Huge Comet Discovered

A huge comet-like object has been spotted inside the orbit of Neptune. The object, at least 30 miles wide, is on the return leg of a 22,500-year journey around the sun, astronomers announced today.
Cataloged as 2006 SQ372, the interloper is just over two billion miles (3.2 billion km) from Earth, though its elongated trek takes it to a distance of 150 billion miles (241 billion km), or nearly 1,600 times the distance from the Earth to the sun.
The only known object with a comparable orbit is Sedna — a distant, Pluto-like dwarf planet discovered in 2003. But 2006 SQ372's travels take it more than 1.5 times farther from the sun. Its diameter is estimated at 30 to 60 miles (50 to 100 km).
"It's basically a comet, but it never gets close enough to the sun to develop a long, bright tail of evaporated gas and dust," said Andrew Becker of the University of Washington. Comet tails form when solar energy boils material off a comet.

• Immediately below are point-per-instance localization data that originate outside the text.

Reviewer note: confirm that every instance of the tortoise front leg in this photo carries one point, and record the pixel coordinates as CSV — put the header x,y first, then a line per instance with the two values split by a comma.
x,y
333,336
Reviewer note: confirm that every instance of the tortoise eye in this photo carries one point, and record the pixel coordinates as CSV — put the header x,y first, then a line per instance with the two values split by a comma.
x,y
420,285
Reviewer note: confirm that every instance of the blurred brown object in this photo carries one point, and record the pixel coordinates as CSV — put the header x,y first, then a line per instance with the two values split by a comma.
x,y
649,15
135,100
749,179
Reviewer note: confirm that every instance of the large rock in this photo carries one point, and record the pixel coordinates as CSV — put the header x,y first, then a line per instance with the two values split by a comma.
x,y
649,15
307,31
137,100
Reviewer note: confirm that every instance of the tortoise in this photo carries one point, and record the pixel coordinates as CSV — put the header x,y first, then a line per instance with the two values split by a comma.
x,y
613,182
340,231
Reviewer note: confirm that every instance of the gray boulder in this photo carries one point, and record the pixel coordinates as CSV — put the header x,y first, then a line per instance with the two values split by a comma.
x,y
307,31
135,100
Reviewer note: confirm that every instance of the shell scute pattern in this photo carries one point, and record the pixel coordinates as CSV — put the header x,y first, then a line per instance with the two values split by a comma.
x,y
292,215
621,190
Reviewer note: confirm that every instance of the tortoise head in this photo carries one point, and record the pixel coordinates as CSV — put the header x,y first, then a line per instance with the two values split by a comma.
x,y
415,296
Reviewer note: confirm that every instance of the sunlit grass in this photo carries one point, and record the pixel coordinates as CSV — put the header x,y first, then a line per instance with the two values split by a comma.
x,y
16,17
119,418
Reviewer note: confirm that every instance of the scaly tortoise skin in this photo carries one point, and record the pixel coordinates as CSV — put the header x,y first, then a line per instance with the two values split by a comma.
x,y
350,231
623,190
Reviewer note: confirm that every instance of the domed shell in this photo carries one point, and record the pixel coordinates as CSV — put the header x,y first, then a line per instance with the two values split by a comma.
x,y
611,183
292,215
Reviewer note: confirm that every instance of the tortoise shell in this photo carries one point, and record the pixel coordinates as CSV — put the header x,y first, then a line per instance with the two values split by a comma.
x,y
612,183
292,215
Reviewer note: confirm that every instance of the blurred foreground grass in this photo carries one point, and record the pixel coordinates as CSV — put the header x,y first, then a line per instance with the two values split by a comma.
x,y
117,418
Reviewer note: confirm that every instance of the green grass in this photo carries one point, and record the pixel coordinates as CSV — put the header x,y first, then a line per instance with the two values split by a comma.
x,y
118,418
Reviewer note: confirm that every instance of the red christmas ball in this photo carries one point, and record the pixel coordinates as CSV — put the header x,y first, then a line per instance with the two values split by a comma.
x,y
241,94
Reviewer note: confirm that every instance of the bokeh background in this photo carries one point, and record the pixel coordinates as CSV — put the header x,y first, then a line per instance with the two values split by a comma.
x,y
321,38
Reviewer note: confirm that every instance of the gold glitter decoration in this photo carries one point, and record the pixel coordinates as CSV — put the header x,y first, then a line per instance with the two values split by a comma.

The object is not a threat to Earth, which is good. A comet that size would cause global devastation. For comparison, the asteroid thought to cause the demise of dinosaurs was about 6 miles (10 km) wide. The comet Hale-Bopp, which put on a spectacular display in the late 1990s, is about 31 miles (50 km) in diameter. Yet many comets are just a mile or two wide.